再等待中,李若墨为他们解除了疑惑,手术时李若墨将输血的管子插在了自己的手臂上,而另外一头,正好连接在了苍龙的手臂上,鬼见愁看到后大惊失色:“你....你......难道你的血,也是rh阴性血?你做过比较吗?这可不是o型血就万能啊,不能有半点.....”

        “别废话,我既然给他输血,那我自然有把握,你要记住,我是一个中医,在中医里血液的分辨,比西医还要清晰,我的血和他的血,沒有任何两样。”李若墨严肃道。

        鬼见愁沒有在问为什么,因为他知道时间不等人,于是在几个助手的协助下开始给苍龙开刀,整个过程血如泉涌的景象随时可见,而鬼见愁却沒有半点紧张。

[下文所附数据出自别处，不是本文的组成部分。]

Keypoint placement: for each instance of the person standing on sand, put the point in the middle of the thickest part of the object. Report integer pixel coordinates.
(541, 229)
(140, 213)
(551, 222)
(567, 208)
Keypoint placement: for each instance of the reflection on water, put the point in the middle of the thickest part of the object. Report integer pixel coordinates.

        前一部分的开刀取出匕首的过程紧张而惊险,最后却是有惊无险,在经过几次大出血后,血液终于止住,但是缝合的过程中,鬼见愁却发现李若墨的脸色已经苍白如纸,这个曾经光鲜动人的女人,现在是脆弱不堪,但她的目光却炯炯有神的盯着手术台上的人,死死地盯着,半点也沒有移开的意思。

        鬼见愁叹了一口,知道自己说什么都沒用,只能继续手术,而半个小时后,手术终于成功了,在得到他的点头后,李若墨终于闭上了眼睛,所有人都以为她是睡过去了,可鬼见愁却紧张的走了过去,发现她是失血过多已经昏迷了。

        在半个小时后,飞机上就有了两位病人,还好的是两位病人都脱离了危险期,当a队的人在外面看着躺在病床上的两人时,却发现李若墨的手还握着苍龙,这一刻他们觉得,这个世界上沒有人比他们更适合对方。

        一样的冷漠,一样的坚强,一样的独立,一样的.......无数种一样的,都敌不过这一刻的宁静,这一刻的握手言和,这一刻的生死相随。

        “原來,即使是他们,也有疲惫的时候,只是.....疲惫有时候不属于他们。”雪豹叹了一口气。

        李若墨再次醒來时,已经是三个小时之后,她已经躺在了军区的医院里,她的身边躺着苍龙,几乎是迫不及待,她朝苍龙的心率机上看了过去,当看到那有频率的波动时,李若墨才放心了下來。

        但此时她才发现,自己的手紧紧的握着这个男人手臂,就像是受了惊的小鹿似的,李若墨瞬间把苍龙的手甩开,她并不知道,雪豹送他们到医院时,怎么分都分不开两人的手,最后只能把两人都放在一个病房里,距离只有半米的两张病床上。